Ao conceber o esquema, retirámos lições dos diversos tipos de empréstimos existentes oferecidos pelas IMF, como o empréstimo ao consumidor, o empréstimo para a educação e o empréstimo de emergência (muitos dos quais não geram retornos financeiros imediatos, como acontece com os empréstimos comerciais típicos). Convidámos as equipas das IMF da SKS e da ESDO a liderar a conceção e implementação, em parceria com as suas homólogas do WASH.

Desenvolvemos o esquema de MFW com duas componentes integrais: um produto de empréstimo para infraestruturas de WASH como investimento de capital; e poupanças para cobrir despesas de operação e manutenção e pequenas despesas de reparação. O papel da homóloga de WASH era criar procura de infraestruturas de WASH na comunidade.

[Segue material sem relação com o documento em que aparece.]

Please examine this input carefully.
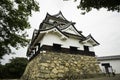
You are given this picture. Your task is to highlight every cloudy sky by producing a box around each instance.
[3,0,120,63]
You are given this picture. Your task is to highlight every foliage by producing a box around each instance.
[75,0,120,14]
[0,0,39,59]
[0,57,28,79]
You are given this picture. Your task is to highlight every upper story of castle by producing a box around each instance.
[27,12,99,56]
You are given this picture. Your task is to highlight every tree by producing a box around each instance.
[0,57,28,79]
[0,0,39,59]
[75,0,120,14]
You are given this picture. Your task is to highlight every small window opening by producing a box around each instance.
[70,46,77,52]
[53,44,61,51]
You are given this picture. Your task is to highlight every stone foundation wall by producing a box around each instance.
[21,51,100,80]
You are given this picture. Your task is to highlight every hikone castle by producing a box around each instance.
[21,12,100,80]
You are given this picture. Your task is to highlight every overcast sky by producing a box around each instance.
[0,0,120,63]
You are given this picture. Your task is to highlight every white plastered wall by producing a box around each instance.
[99,60,120,73]
[40,32,94,51]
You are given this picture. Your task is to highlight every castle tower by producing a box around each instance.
[22,12,100,80]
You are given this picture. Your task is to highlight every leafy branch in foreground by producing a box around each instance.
[0,0,39,59]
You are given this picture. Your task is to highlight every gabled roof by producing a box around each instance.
[52,11,69,22]
[97,55,120,61]
[83,34,100,46]
[39,11,75,29]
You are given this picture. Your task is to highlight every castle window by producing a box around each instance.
[53,44,61,51]
[70,46,77,52]
[84,46,89,52]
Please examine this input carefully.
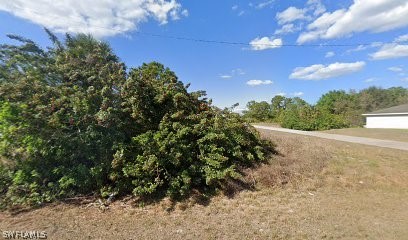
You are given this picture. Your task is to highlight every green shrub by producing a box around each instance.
[0,31,274,206]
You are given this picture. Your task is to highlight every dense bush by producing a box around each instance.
[0,31,266,206]
[244,87,408,131]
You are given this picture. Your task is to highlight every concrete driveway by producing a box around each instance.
[253,125,408,151]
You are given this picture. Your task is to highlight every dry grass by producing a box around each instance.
[0,131,408,239]
[323,128,408,142]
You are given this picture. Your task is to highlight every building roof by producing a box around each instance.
[363,104,408,115]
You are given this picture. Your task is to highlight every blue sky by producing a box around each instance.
[0,0,408,108]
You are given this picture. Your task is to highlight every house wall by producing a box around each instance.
[365,115,408,129]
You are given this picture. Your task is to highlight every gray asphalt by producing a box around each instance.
[253,125,408,151]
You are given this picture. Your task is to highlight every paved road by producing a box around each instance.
[254,125,408,151]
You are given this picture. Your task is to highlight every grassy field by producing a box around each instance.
[0,131,408,239]
[323,128,408,142]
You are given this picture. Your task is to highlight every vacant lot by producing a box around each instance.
[323,128,408,142]
[0,131,408,239]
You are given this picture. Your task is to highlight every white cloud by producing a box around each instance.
[298,0,408,43]
[256,0,275,9]
[289,62,365,80]
[231,68,245,75]
[220,68,245,79]
[0,0,188,37]
[324,51,336,58]
[276,7,308,25]
[307,0,326,16]
[388,67,404,72]
[220,75,232,79]
[370,43,408,60]
[364,78,376,83]
[395,34,408,42]
[249,37,283,51]
[247,79,273,86]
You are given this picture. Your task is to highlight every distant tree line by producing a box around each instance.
[244,87,408,131]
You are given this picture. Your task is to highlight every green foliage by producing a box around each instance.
[0,31,266,206]
[244,87,408,131]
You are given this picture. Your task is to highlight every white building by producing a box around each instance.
[363,104,408,129]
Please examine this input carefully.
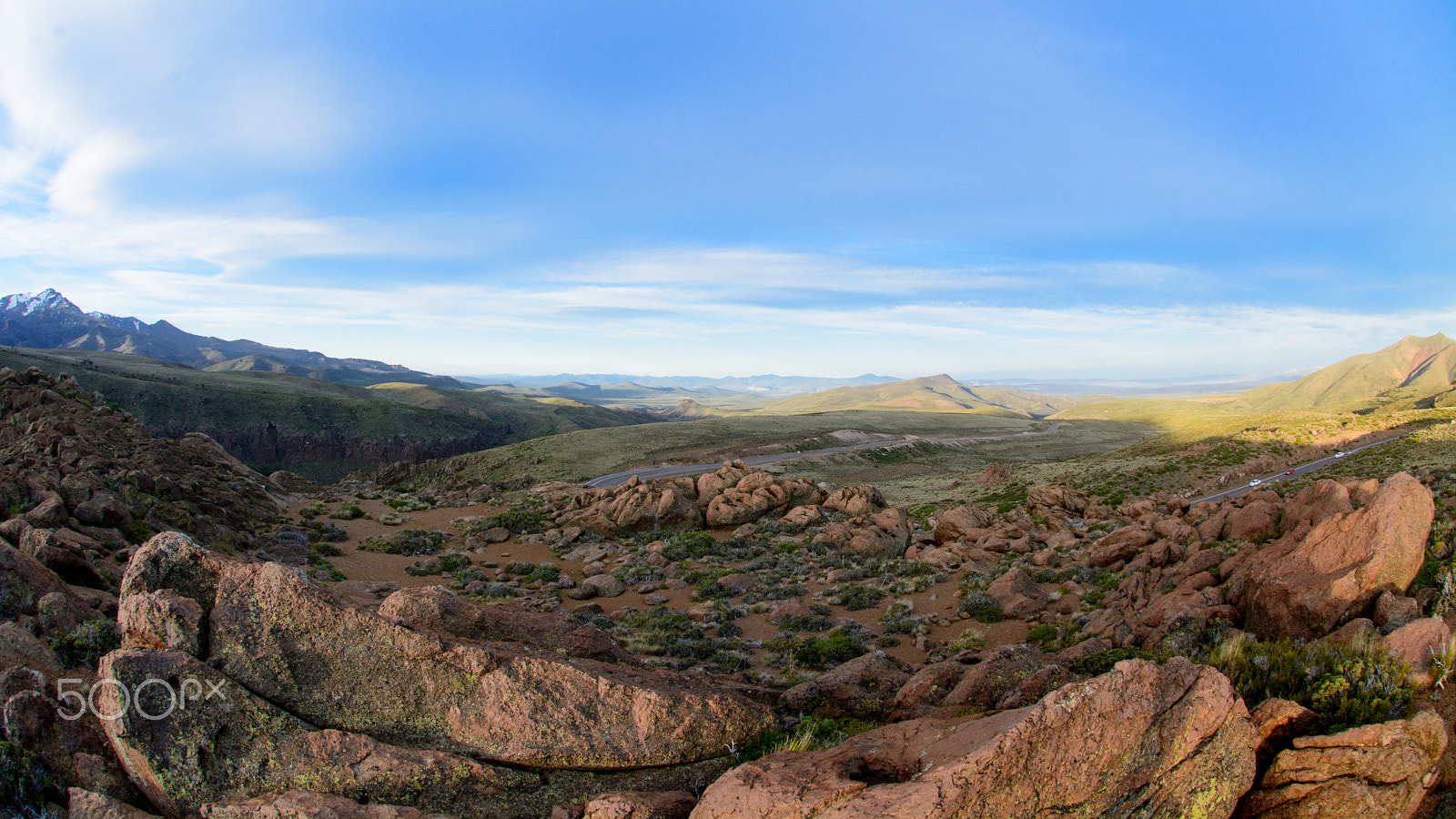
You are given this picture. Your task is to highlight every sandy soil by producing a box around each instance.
[288,490,1056,667]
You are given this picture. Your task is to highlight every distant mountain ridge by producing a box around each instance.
[762,373,1080,419]
[463,373,898,397]
[0,288,469,389]
[1228,332,1456,412]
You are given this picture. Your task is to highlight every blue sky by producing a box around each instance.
[0,0,1456,378]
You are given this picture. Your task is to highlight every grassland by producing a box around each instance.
[399,411,1155,487]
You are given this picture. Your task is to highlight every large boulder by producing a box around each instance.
[986,569,1050,618]
[935,506,996,543]
[202,790,451,819]
[693,657,1258,819]
[821,484,890,514]
[96,649,539,819]
[1239,711,1447,819]
[1236,472,1436,640]
[1279,478,1356,533]
[209,553,772,770]
[556,478,703,536]
[1087,523,1158,567]
[942,642,1051,710]
[1221,500,1283,541]
[66,788,157,819]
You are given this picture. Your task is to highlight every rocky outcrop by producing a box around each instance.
[814,509,910,558]
[986,569,1048,618]
[97,649,537,817]
[1235,472,1436,640]
[202,790,451,819]
[1239,711,1447,819]
[1279,478,1356,533]
[124,536,769,770]
[379,577,638,664]
[66,788,157,819]
[693,657,1257,819]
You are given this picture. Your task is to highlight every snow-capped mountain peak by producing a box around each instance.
[0,287,80,317]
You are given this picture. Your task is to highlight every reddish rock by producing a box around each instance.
[1370,592,1421,628]
[76,492,131,529]
[986,569,1048,618]
[581,790,697,819]
[1242,472,1436,640]
[821,484,890,516]
[693,657,1257,819]
[893,660,968,719]
[209,553,770,770]
[1221,500,1283,541]
[1087,523,1158,567]
[66,788,158,819]
[779,506,824,526]
[0,621,64,678]
[935,506,996,543]
[116,589,206,657]
[944,642,1050,710]
[1249,696,1320,759]
[556,480,703,536]
[1279,478,1356,535]
[1380,616,1451,685]
[779,652,912,719]
[202,790,451,819]
[1239,711,1447,819]
[379,586,636,664]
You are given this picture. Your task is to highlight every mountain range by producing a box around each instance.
[0,288,469,389]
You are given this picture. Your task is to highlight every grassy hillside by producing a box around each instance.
[0,342,645,480]
[760,375,1077,419]
[401,411,1155,490]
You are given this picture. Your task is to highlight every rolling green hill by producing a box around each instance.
[759,375,1077,419]
[0,347,651,482]
[1226,332,1456,412]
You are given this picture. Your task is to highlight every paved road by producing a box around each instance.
[587,421,1061,487]
[1191,436,1402,502]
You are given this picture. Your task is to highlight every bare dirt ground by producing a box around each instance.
[288,490,1075,667]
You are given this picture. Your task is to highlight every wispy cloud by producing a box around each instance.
[19,260,1456,378]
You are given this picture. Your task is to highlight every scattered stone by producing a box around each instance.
[693,657,1257,819]
[1239,711,1447,819]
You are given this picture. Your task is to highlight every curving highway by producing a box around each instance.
[1188,436,1403,506]
[587,421,1061,487]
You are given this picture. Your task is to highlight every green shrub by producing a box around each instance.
[961,592,1006,622]
[500,562,561,583]
[737,717,876,763]
[607,606,747,667]
[766,628,868,669]
[440,552,470,574]
[662,532,718,562]
[779,615,830,631]
[0,741,54,819]
[1204,635,1412,732]
[359,529,450,555]
[1026,622,1057,649]
[51,620,121,669]
[834,583,885,612]
[450,504,551,536]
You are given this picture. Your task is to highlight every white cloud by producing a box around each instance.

Assim que uma família se interessasse por uma instalação de WASH, a homóloga de WASH iria apresentá-la à equipa de MF na filial mais próxima.

O agregado familiar tinha, então, de se inscrever no grupo regular de microfinanciamento próximo e continuar a ser um membro regular. Depois, tem de manter uma conta de depósitos na IMF, o que o tornaria rapidamente elegível para solicitar um empréstimo para WASH, juntamente com outras facilidades de empréstimo. A ONG de WASH fornece assistência técnica para orientar o cliente sobre a tecnologia, mas o cliente tem de gerir o empréstimo.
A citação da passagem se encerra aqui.